EE Systems Seminar
Abstract:
High dimensional "big data" is often encountered in various fields, such as audio analysis, video analytics and data mining. One of the associated challenges is how to extract meaningful information from such data, which is generally difficult to analyze as is. Usually this is done by some manipulation of extracted, pre-defined features. However, such an approach requires some prior knowledge or model in order to identify suitable features. An alternative approach is to use general dimensionality reduction methods, which are purely unsupervised (namely, do not require prior knowledge), and aim to extract ("learn") a lower-dimensional representation.

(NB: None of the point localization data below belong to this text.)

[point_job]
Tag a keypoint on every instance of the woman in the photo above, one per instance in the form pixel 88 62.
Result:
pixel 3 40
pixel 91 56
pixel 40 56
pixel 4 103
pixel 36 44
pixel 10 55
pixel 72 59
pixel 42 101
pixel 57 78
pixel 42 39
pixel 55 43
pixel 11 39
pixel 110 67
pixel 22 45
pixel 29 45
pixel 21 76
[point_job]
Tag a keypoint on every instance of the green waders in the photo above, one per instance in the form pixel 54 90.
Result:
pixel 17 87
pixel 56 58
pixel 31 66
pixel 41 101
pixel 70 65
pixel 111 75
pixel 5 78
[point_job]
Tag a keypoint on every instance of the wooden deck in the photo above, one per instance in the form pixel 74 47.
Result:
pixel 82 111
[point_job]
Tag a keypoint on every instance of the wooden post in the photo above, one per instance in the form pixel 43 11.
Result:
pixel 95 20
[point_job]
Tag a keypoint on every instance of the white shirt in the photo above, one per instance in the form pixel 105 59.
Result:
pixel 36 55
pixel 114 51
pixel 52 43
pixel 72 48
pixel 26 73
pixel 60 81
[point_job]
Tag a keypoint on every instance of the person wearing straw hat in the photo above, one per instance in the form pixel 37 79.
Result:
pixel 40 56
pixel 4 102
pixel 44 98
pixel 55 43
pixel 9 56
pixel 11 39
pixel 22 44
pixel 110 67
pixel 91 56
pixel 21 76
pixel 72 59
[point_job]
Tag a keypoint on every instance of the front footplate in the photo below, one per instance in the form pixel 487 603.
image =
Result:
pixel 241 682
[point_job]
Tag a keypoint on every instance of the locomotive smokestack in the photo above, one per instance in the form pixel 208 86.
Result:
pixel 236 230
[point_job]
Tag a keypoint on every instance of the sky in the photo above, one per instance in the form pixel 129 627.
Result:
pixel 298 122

Dimensionality reduction methodologies reduce the size (dimension) of objects in the dataset while preserving the coherence of the original data, such that clustering, classification, manifold learning and many other data analysis tasks can be applied in the reduced space.
Diffusion maps (Coifman and Lafon 2006), a leading method for dimensionality reduction is based on the intrinsic geometry of the analyzed dataset. The method utilizes local connectivities to construct a Markov matrix (enforcing an implied Random Walk process between objects). Based on this matrices' spectral decomposition dimensionality reduction is achieved, furthermore a new distance is defined which approximates the geodesic distance between data points.
In this study we consider learning a reduced dimensionality representation from datasets obtained under multiple views. Such multiple views of datasets can be obtained, for example, when the same underlying process is observed using several different modalities, or measured with different instrumentation. Our goal is to effectively exploit the availability of such multiple views for various purposes, such as non-linear embedding, manifold learning, spectral clustering, anomaly detection and non-linear system identification.
Our proposed method exploits the intrinsic relation within each view, as well as the mutual relations between views. We do this by defining a cross-view model, in which an implied Random Walk process between objects is restrained to hop between the various views. Our method is robust to scaling of each dataset, and is insensitive to small structural changes in the data. Within this framework, we define new diffusion distances and analyze the spectra of the new kernels. We examine the applicability of the proposed method to manifold learning and spectral clustering. In addition, our approach enables to define a new semi-supervised learning paradigm, which consists of sampling one view from a physical system, while generating a second view using some prior knowledge regarding the underlying physical model.
In this talk I will describe Diffusion Maps with an application to Musical Key extraction and describe our proposed method for Multi View Diffusion Maps.
Bio:
Ofir Lindenbaum: received B.Sc. degrees in 2010, in electrical engineering and in physics (both summa cum laude), from the Technion-Israel Institute of Technology. He is now pursuing his PhD in electrical engineering at the School of Electrical Engineering at Tel-Aviv University. His areas of interest include machine learning, applied and computational harmonic analysis, musical signals analysis.